A reliable presence in Turlock, where he has been a postman for the past 31 years, Anderson used his job as a way to interact and positively impact the lives of locals. As a young man fresh out of the Navy, Anderson applied for a part time job at the Turlock Post Office in 1983 never expecting that he would amount to 35 years of government service. Having dabbled in management at one point, Anderson eventually decided that his calling was to be on the streets of Turlock interacting with people every day.
“It may not be as glamorous and it may not pay as much as other positions, but it lets me be a part of people’s lives. As I like to say, ‘I like to bring in a little sunshine to people’ and at the end of the day, I feel like I’ve done my good deed for the day,” said Anderson.

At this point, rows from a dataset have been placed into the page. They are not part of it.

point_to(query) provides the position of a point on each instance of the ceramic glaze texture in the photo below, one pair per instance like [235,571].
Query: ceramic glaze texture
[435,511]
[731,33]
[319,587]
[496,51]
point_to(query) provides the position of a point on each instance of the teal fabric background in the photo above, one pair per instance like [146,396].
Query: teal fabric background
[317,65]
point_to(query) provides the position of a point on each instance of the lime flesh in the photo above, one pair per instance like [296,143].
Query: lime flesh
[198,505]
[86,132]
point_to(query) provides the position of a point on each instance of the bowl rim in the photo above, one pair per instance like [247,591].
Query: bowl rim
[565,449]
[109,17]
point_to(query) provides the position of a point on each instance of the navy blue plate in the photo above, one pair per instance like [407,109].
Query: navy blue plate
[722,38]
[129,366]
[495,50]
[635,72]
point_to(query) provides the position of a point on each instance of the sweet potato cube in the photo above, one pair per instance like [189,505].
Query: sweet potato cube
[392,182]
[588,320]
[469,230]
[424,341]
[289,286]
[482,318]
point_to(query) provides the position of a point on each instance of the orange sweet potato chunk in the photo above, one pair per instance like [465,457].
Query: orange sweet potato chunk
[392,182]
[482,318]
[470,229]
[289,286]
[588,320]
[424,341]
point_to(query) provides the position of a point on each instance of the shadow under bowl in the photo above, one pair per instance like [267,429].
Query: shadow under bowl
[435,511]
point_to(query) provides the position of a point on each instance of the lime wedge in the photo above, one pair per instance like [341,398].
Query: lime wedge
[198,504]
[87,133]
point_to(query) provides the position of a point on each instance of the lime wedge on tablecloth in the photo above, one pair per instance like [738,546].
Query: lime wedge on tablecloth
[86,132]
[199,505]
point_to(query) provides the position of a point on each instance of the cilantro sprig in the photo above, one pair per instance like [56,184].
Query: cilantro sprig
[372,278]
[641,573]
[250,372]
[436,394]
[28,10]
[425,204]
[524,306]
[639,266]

After 20 years on the job, the downtown route, known as City 5 in the post office, became available and after some twisting of the management’s arm, Anderson was able to take the route by foot with his pushcart instead of a vehicle. Anderson and his pushcart have become a recognizable presence in downtown Turlock where he delivers mail each day to a variety of business that all share the same positive opinion of him.
“He is the best, there just is not filling his shoes. You can be having a bad day and Tom walks in and he can totally change that,” said Natalie Souza, an employee of the Chic Shack downtown.
A regular work day includes six hours of walking over 10 miles and Anderson can hardly walk down the street without cars honking at him to say hello or people stopping him to say they remember him as their childhood postman. As a child, Anderson’s dad was in the Air Force, which caused the family to move to several different states over the years before he ended up in Atwater. With such a nomadic background, Anderson did not anticipate having such a solid career or that he would settle down and eventually retire in Turlock. However, Anderson attended a letter carriers’ picnic at Donnelly Park with a coworker who brought along his daughter Anne and Anderson eventually married her and had three daughters and one son. Not only has he forged a family at home, but at work as well.
“The post office has been very, very good to me. It really is a family,” said Anderson.
Anderson made an impression on the folks of Turlock by serving as reliable of a presence as the mail in their postbox. People have forged friendships with Anderson, even if he is responsible for delivering their bills.
“He’s just friendly. He’ll stop and talk to you for a while. He’s playful and fun and just a great guy,” said Richard Hieber, a neighbor along Anderson’s residential route.
While leaving his job as a postman will mark a major milestone in his life, leaving a career of such longevity does not come without apprehensions. Anderson admitted that the thought of taking off his blue uniform and removing his recognizable hat causes some concerns over about losing his identity, but he hopes that he will maintain his connections with the community even if he is not playing a role in their daily life. Judging by the warmth that the community showed Anderson on his final downtown route — a round of applause at Main Street Footers, cars honking on the street, and more hugs than he can count on ten fingers — Anderson will continue to make a mark in Turlock long after he retires his uniform.
“It’s his personality. He’s great. When I first came here he was so welcoming, so kind. I will always remember him, he’s just the best,” said a teary Lori Ayala, a clerk at the Turlock Post Office.
Anderson intends to spend his free time gardening, brewing beer at home and taking advantage of having Saturdays off, which will afford him the opportunity to visit friends and family, something he often could not do as a postman.
“He is one of the hardest working carriers; he is amazing to work with. He is so honest to his job and I am so glad I had the opportunity to work with him,” said Post Office supervisor Jasmine Kaur.
Anderson has witnessed many changes as a postman noting the decrease in mail and the increase in stamp prices over the years, but one constant that has remained is his passion for the job.
“It’s been a great ride,” Anderson said.